Sirvió el lunes también para comprobar que, al igual que ocurre con nuestros políticos europeos, los aeropuertos han dejado de lado al usuario habitual, han aparcado la comodidad para momentos mejores y han hecho de los trayectos de bajo coste un laberinto por donde el propio Teseo acabaría tomando el hilo de Ariadna, cogiendo la primera viga que viera lo suficientemente resistente para su peso y concluiría sus días colgando de un palo en Barajas. Hasta cuatro cambios de puerta tuvimos que sufrir los ocupantes del vuelo 3906 con dirección Charles de Gaulle. Otros tantos los de Bérgamo.

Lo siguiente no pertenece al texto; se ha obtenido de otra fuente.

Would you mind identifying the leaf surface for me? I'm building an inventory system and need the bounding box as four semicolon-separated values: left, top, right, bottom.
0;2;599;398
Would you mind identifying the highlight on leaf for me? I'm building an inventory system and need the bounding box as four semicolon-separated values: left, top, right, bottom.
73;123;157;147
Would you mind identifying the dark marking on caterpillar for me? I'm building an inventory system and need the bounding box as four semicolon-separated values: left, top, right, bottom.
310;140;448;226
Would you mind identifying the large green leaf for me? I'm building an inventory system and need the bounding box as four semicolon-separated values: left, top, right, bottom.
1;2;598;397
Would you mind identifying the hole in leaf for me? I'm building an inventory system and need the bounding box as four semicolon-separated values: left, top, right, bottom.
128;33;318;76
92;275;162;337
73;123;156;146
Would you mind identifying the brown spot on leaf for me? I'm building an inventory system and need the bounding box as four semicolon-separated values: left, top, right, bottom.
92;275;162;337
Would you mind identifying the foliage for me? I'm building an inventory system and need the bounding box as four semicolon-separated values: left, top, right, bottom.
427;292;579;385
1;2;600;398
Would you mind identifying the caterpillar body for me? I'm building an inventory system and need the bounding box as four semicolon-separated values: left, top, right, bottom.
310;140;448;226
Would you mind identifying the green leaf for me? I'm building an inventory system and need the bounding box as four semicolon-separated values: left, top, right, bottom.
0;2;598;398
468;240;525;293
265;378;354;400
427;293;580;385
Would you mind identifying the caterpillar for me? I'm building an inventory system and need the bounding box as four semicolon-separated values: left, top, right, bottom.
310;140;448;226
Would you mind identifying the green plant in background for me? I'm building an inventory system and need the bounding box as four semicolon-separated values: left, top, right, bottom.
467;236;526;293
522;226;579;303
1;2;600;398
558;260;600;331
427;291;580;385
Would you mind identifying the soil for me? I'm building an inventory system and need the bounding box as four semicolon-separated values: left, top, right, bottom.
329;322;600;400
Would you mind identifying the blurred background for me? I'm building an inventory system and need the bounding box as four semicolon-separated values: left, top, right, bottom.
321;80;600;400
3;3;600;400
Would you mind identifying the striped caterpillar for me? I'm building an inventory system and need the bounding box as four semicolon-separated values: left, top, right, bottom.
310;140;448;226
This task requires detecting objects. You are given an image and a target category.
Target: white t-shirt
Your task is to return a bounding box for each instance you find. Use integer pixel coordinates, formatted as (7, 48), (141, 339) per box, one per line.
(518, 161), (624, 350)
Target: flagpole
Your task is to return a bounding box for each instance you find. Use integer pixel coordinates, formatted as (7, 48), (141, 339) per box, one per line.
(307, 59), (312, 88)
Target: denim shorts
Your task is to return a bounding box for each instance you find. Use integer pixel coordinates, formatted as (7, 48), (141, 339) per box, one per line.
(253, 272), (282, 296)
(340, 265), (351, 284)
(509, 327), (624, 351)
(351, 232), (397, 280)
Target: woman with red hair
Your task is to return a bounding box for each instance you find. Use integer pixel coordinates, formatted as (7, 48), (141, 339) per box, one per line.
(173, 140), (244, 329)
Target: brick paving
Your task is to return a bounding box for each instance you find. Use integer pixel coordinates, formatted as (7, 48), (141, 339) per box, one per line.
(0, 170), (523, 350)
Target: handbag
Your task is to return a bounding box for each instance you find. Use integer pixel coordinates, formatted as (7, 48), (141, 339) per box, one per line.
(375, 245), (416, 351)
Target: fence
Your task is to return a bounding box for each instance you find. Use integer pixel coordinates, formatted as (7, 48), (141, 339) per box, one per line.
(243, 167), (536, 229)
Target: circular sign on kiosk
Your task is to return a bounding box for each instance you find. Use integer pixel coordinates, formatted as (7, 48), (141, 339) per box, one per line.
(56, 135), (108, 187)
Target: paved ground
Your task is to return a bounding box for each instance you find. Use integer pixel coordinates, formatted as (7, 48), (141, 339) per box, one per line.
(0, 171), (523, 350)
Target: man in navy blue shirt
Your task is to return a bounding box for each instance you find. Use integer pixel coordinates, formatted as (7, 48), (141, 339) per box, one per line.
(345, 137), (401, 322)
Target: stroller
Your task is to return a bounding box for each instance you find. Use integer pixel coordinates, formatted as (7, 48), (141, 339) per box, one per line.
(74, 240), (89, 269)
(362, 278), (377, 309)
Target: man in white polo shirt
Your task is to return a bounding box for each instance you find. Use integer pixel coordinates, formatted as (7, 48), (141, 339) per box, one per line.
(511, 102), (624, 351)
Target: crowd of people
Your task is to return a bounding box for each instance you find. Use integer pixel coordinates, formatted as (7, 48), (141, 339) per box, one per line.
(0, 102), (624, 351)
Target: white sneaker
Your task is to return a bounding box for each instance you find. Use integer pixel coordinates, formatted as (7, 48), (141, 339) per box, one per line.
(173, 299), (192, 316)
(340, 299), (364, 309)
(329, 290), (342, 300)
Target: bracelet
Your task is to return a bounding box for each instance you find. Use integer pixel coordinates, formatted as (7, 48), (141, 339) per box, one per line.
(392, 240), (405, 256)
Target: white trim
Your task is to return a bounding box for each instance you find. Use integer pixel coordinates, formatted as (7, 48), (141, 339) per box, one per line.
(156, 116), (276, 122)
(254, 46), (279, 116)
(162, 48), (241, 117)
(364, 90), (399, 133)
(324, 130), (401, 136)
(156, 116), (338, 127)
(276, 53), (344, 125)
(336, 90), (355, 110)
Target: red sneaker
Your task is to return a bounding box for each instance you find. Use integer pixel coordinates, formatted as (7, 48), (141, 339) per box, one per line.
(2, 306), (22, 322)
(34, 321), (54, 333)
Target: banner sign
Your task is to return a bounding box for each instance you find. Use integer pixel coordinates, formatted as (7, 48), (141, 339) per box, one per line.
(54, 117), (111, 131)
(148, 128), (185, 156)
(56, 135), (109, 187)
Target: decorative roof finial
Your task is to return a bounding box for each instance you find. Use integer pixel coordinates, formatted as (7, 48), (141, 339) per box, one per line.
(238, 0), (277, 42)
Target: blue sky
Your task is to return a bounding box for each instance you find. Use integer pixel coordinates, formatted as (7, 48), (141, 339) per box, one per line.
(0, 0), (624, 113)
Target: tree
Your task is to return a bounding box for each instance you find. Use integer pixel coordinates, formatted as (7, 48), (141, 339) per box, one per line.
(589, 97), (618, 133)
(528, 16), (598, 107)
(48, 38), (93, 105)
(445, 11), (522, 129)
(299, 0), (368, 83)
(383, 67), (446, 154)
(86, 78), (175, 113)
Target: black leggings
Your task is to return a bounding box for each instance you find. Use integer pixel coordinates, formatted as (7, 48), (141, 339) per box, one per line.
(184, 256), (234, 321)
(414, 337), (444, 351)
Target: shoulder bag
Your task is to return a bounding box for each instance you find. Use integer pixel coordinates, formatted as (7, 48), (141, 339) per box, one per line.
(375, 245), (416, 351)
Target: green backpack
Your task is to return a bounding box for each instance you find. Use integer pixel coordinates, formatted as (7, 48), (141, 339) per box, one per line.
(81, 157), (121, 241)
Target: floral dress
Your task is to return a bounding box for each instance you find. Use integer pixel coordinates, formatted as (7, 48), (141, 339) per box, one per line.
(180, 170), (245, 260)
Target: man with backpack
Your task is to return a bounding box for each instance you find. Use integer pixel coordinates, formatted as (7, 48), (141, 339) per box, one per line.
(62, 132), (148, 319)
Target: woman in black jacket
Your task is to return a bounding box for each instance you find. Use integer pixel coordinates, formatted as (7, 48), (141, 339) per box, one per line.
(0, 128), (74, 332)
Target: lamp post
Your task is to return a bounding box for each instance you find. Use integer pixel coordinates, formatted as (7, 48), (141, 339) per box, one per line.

Pero servidor tan contento: tantas trabas y diatribas me aislaban aún más del debate.

Lo rocambolesco del asunto es que a cada nueva desconsideración, a cada nueva verónica que ejercitaba con soberbia maestría la compañía, a lo Talavante, los hipotéticos viajeros salen disparados en tropel con sus proyectos de maletas y sus artilugios de veneración al dios Jobs para alcanzar la primera plaza, como si se tratara de vueltas de clasificación de una pole. Y después siguen despotricando. Como con los políticos. Hasta que de nuevo se sumergen en las liturgias a Jobs.

Una vez dentro del habitáculo con alas, en pleno vuelo, a miles de metros de altura, la tripulación te vende la moto: te da las gracias por haber viajado con ellos, por tu carta de fidelidad, te obliga a comprar sus sandwiches porque previamente te han matado de hambre con el retraso, te mete el codo en el ojo para pasarle la cerveza al de tu izquierda, te pone el culo en la cara cuando va a servirle el zumo a la de tu derecha y te pide, siempre en último lugar, disculpas por la demora. Evidentemente, no ha sido culpa de ellos, sino de las circunstancias y del aeropuerto.

Del mismo modo, nuestros políticos de bajo coste agradecen tu voto, se muestran entusiasmados con tu fidelidad a su causa, pero nunca jamás, estiman que ellos hayan tenido culpa del devenir de los acontecimientos. Siempre será del que vino por detrás o del que está por encima de nosotros.

Servidos sus menesteres, llega la incomodidad de los codazos.

p. d. Publicado en el diario “Hoy” de Extremadura el 12 de Noviembre de 2011.